It's great that you defend your sister, Turin - you are a true gentleman  My characterization of Silmarien is based on all my interactions with her and not just the way she was last night. I do think you and some of the more established Ops would have dealt with things differently but that is something we will never know so I won't dwell on it. I do think that Conrad should have anticipated our anger and got more Ops to patrol the rooms straight after the deletion, however, as we were bound to be angry.

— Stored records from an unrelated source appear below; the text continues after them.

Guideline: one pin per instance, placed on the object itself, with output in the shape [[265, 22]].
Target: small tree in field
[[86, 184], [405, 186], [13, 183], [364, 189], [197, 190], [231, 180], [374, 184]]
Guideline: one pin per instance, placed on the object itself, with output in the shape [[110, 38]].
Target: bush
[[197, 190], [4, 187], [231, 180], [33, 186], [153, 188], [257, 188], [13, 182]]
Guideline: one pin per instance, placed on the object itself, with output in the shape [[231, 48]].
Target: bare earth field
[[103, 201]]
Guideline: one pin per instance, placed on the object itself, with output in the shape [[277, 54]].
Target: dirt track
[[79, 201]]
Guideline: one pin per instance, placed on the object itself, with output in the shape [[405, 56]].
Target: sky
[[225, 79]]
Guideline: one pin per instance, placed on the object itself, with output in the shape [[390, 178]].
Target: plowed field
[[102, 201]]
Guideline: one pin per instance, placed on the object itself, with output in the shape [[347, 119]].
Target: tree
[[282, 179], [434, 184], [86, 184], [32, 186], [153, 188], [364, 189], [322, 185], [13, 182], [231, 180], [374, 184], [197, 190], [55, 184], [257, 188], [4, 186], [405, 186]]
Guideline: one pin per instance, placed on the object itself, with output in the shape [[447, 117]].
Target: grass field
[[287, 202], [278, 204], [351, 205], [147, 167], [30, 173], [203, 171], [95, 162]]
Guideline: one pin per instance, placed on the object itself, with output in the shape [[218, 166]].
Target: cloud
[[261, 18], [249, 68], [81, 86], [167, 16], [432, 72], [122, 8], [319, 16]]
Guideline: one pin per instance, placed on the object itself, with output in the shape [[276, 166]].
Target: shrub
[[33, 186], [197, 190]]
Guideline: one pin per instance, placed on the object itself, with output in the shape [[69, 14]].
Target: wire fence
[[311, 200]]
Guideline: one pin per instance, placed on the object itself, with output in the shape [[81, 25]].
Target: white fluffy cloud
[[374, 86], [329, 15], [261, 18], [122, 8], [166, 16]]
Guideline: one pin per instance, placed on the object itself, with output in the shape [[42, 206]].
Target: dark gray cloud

Everyone is grateful to Conrad for allowing us to chat and setting up this place for us to do so and the majority of people can see and sympathise with his dilemma but (using your analogy, Turin) it is like Conrad had a party at his house and people split off into separate rooms, the main room became more and more bitchy so people went into the other room. Then the bitchy people from the main room kept storming into the other room causing trouble and then running back to their own room in fits of giggles. Then Conrad comes and throws everyone out of the non bitchy room. The guests are well within their rights to be angry and to stand out in the garden discussing their expulsion even though Conrad is well within his rights to do whatever he wants with his chatrooms.


----------



## BBWDREAMLOVER (May 7, 2006)

CurvyEm said:


> For the time being a lot of us have decided to chat in another room until an acceptable situation becomes viable for us all.
> We feel we have been punished unfairly for situations out of our control.
> The people who have caused this trouble have got what they wanted. A busier main room and no chat about feederism.
> The group of people that happily stayed in their own room, caused no trouble and enjoyed chatting with each other have been forced to leave.
> ...



I'd like to offer you my help also CurvyEm, I feel like this is just totally wrong in every way.


----------



## Webmaster (May 7, 2006)

bbwlaurauk said:


> ...Then Conrad comes and throws everyone out of the non bitchy room. The guests are well within their rights to be angry and to stand out in the garden discussing their expulsion even though Conrad is well within his rights to do whatever he wants with his chatrooms.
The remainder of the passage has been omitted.